Provision of low vision services to the visually impaired is vital in blindness intervention programs. Such services are avenues for low vision patients to utilize their residual vision in carrying out daily tasks.

Aim: To review the causes of low vision and services provided to low vision patients at Korle Bu Teaching Hospital. Study design: A retrospective cross-sectional study.

Methodology: Study subjects were low vision patients who had been referred by ophthalmologists and optometrists from all over Ghana for low vision services. At the Low Vision Centre, patients were re-examined to confirm that they had low vision and were suitable for low vision devices. The visual acuities of all patients was determined using a Snellen chart (with letters and tumbling E chart) followed by anterior and posterior segment examination using a Haagstreit slit lamp biomicroscope and direct and/or indirect ophthalmoscope (Keeler). All patients were refracted for near and distance and best corrected visual acuities were recorded. Patients with best corrected visual acuities of less than 6/18 but better than light 3/60 in the better were considered for low vision devices. Clinical records of low vision patients managed at the Korle Bu Teaching Hospital between March 2005 and December 2014 were examined to determine the main causes of low vision and interventions given. Their demographics, clinical features, services offered and annual trend in low vision uptake were analyzed.

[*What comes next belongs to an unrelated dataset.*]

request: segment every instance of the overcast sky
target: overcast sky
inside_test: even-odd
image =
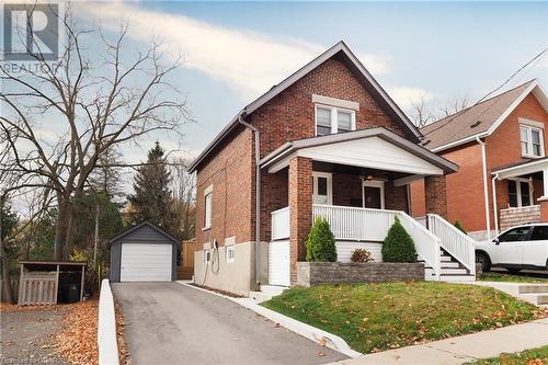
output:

Results: A total of 604 patients managed between March 2005 and December 2014 at the low vision centre of the Korle Bu Teaching Hospital were included in the study. The mean age was 40.55+6.95 years. There was statistically no significant difference between the mean age in either sex; p-value = 1.000. Glaucoma was the leading cause of low vision in 135 (22.35%) of cases, followed by non-glaucomatous optic atrophy 62(10.26 %), retinitis pigmentosa 54(8.94 %), maculopathy 52(8.61 %) and ARMD 48(7.95 %) respectively. Uptake of the low vision services was highest in the second year of commencing the services. Interventions were mainly magnifiers, telescopes, closed circuit television (CCTV), counselling and referral to the School for the Blind.

Conclusion: Glaucoma and non-glaucomatous optic atrophy were the predominant causes of low vision, and magnifiers and telescopes were the most commonly prescribed devices

Key words: Low vision, Visual acuity, Rehabilitation, Assessment and utilization, Ghana.